Regents Recap — June 2015: Are They Reading?
Here is another installment in my series reviewing the NY State Regents exams in mathematics.
I have been reviewing New York State Math Regents exams for several years now, and I occasionally wonder if anyone involved in the production of the exams pays attention to what I say.
Earlier this year I wrote about a terrible question asking students to justify why the sum of a rational number and an irrational number is irrational. (Answer: because the sum of a rational number and an irrational number is always irrational.)
So I was pleasantly surprised to see this question in the June 2015 Common Core Algebra exam.
This multiple choice question assesses the same concept, but doesn’t ask the student to write a circular explanation as justification.
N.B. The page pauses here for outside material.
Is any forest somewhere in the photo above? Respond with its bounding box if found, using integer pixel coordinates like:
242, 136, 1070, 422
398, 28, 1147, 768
The less these tests ask students to do mathematically meaningless things, the better.
I also had serious complaints about how certain 3D geometry concepts were handled on the June, 2015 Common Core Geometry exam. In particular, a solid of revolution problem was very poorly stated. This question from the August, 2015 Common Core Geometry Regents exam shows some improvement.
It’s also true that recent locus questions have not suffered from the imprecise language I complained about some time ago: in the last few iterations, problems have been more carefully worded to ask students explicitly to sketch individual loci and then indicate their intersection.
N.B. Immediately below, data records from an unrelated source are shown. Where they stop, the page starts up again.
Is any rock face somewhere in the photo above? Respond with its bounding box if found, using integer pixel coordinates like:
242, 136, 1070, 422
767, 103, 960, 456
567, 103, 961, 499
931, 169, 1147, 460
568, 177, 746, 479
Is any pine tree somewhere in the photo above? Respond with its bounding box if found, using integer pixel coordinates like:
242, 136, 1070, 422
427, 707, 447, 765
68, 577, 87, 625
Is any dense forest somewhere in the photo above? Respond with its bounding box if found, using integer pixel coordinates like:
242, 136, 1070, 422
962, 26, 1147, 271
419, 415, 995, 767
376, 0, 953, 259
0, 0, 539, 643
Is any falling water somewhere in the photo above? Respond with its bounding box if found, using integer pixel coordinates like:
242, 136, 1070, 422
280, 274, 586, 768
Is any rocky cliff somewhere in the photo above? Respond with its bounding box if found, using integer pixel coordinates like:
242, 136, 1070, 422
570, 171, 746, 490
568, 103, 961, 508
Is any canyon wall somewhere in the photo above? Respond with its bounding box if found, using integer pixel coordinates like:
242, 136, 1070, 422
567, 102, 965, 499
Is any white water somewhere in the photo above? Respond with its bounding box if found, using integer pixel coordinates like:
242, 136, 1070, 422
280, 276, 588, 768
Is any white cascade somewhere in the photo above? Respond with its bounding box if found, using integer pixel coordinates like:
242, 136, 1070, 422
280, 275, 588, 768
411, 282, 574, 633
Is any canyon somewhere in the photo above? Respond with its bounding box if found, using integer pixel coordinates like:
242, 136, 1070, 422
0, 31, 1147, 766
In the vastness of these flawed tests, it’s nice to occasionally see some progress.
1 Comment
David Richeson · September 1, 2015 at 9:37 am
The rational/irrational question is certainly much better than the one you link to, but I still would not word the question in that way. The four sentences given below the question are logical statements, and statements are either true or false—there’s no “always true” in logic. It is just “true.” If it isn’t “always true,” then it is false. In this case statements 1, 3, and 4 are true, 3 is false. Option 3 is really saying “For all irrational numbers a and b, ab is rational” or “For all real numbers a and b, if a and b are irrational, then ab is rational,” which is false. (I know what they are saying. They’re saying to consider the predicate “If a and b are irrational numbers, then ab is rational.” Then their question is “Is this predicate true for all real numbers a and b?” The answer is no.) In short, if I were to give this question in our Discrete Math class (in which we talk about topics like this) I would ask “Which statement is false?” The answer is 3 and a counterexample is a=1, b=sqrt(2).